The whole of history is put into the frail hands of the living generation, at every moment.It depends on your good will how much room you are willing to give to these past generations and their contribution, and to the future generations and their freedom.
—February 25, 1954
In Universal History (1954), the various lectures address historiography, history as a social process, language, speech, names, the spirit, marriage, industry, the Bible, the arts and sciences, the Gospels, the early Church, translation, monasticism, the Trinity, St. Anthony, Athanasius, St. Jerome, St. Augustine, and global economy.
There are several lecture series with this title.
All of them have the same premise as Out of Revolution, in that they seek to express the unity of history. But here Rosenstock-Huessy proclaims more than the unity of the 1,000 years of European history–he argues for the movement of the spirit through the entire history of mankind, “from Adam to the last judgment.” Our own story is told through the lives of our revolutionary ancestors: the tribes, the astrological empires, the Jews, and the Greeks, all of whom are honored not only for their enduring and continuing contributions to that history, but for having once and for all broken new ground.

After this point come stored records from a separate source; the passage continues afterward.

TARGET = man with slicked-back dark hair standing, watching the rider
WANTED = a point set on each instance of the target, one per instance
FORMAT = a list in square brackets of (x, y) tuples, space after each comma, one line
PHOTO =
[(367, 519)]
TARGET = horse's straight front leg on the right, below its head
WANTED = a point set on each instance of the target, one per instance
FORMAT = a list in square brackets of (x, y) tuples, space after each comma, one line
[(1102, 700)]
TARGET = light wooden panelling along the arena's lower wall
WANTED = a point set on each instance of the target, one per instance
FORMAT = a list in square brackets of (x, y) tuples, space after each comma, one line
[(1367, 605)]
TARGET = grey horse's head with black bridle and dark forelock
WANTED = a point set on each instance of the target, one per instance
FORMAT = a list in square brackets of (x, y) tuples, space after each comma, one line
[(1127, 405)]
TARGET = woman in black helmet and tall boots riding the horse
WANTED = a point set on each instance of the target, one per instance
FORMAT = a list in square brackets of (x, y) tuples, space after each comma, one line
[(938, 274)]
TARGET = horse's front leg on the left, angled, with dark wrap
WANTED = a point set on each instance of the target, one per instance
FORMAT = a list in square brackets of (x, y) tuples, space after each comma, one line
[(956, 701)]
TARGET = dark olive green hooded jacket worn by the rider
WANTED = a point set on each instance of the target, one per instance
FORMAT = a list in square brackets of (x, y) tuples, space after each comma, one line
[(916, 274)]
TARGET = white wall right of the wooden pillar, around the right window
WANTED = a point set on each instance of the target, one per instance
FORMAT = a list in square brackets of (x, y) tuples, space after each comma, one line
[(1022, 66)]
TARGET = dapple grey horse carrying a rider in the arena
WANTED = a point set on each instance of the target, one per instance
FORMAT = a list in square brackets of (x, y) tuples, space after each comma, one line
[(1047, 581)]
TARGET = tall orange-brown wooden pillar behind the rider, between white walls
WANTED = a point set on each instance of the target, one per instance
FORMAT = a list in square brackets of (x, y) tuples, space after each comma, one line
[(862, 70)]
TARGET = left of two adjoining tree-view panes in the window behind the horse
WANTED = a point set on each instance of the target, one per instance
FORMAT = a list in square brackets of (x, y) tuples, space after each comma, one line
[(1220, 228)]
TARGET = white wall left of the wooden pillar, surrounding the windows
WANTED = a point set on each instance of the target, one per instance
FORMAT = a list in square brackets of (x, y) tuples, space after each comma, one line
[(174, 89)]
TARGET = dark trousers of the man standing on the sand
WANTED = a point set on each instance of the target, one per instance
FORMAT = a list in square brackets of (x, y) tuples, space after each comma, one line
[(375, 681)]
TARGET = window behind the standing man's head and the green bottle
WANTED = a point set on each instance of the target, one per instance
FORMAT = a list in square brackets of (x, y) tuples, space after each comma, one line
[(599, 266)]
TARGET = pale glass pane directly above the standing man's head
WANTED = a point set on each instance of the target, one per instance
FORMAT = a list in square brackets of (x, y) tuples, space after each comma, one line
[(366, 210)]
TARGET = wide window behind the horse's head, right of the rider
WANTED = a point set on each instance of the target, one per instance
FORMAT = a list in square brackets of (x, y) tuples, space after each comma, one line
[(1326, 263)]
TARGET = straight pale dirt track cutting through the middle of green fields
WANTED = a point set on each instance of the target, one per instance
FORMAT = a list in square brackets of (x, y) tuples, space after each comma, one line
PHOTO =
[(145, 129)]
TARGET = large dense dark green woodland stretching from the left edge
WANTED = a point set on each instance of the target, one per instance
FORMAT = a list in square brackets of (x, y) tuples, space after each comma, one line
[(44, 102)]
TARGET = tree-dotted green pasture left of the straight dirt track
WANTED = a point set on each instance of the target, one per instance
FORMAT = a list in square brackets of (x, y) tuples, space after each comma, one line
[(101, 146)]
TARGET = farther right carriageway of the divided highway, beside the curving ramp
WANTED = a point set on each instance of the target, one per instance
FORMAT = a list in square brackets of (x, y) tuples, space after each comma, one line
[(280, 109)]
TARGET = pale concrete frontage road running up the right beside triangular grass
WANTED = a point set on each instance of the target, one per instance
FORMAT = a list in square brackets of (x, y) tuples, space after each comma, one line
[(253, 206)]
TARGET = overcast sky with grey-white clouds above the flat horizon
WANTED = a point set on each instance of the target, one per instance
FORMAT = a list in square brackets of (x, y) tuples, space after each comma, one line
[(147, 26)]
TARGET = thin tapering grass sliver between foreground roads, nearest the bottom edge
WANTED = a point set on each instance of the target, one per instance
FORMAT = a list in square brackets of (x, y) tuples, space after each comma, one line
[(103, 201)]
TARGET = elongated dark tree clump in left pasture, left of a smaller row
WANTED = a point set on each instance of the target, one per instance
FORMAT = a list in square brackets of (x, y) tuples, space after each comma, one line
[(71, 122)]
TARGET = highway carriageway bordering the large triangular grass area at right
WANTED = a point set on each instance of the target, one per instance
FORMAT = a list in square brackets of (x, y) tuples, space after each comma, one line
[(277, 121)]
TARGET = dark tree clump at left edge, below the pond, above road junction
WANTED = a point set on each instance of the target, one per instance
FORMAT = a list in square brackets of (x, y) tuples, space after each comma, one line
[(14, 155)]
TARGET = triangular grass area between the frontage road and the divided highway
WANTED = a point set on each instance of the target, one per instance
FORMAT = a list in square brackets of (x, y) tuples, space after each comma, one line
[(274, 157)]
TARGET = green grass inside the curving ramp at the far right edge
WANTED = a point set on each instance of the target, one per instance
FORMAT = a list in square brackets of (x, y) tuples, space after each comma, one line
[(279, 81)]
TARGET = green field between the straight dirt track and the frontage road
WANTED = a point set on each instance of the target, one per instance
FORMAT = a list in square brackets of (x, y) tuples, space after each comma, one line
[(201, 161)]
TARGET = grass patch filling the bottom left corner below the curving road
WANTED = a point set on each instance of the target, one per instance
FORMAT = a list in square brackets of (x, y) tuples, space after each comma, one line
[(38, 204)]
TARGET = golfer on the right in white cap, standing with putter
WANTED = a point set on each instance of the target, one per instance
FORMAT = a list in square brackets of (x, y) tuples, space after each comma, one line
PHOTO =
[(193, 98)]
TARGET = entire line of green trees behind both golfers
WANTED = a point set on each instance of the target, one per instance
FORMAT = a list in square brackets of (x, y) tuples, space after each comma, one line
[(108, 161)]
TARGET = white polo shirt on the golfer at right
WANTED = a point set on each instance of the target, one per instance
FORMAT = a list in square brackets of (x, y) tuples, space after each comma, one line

Rosenstock-Huessy defends both the existence and the meaning of the Christian era. Indeed he names Christ as the turning point of history, the culmination of the yearnings of the ancient world and the redemption of its achievements, as well as the cornerstone of our hopes for the unity of mankind. Like Augustine before him, he sees the four ages of the ancient world succeeded by the millennia of the Christian era, in which one God superseded the many gods, one world was forged out of our competing empires and nations, and one great society is to be born of our many warring social forms. The history of mankind is retold as relay race in which each age or generation enters, claims, and incorporates new territory.
(Much of the material in these courses is available in German, in far greater detail, in the second volume of Soziologie. A translation of that second volume is in preparation.)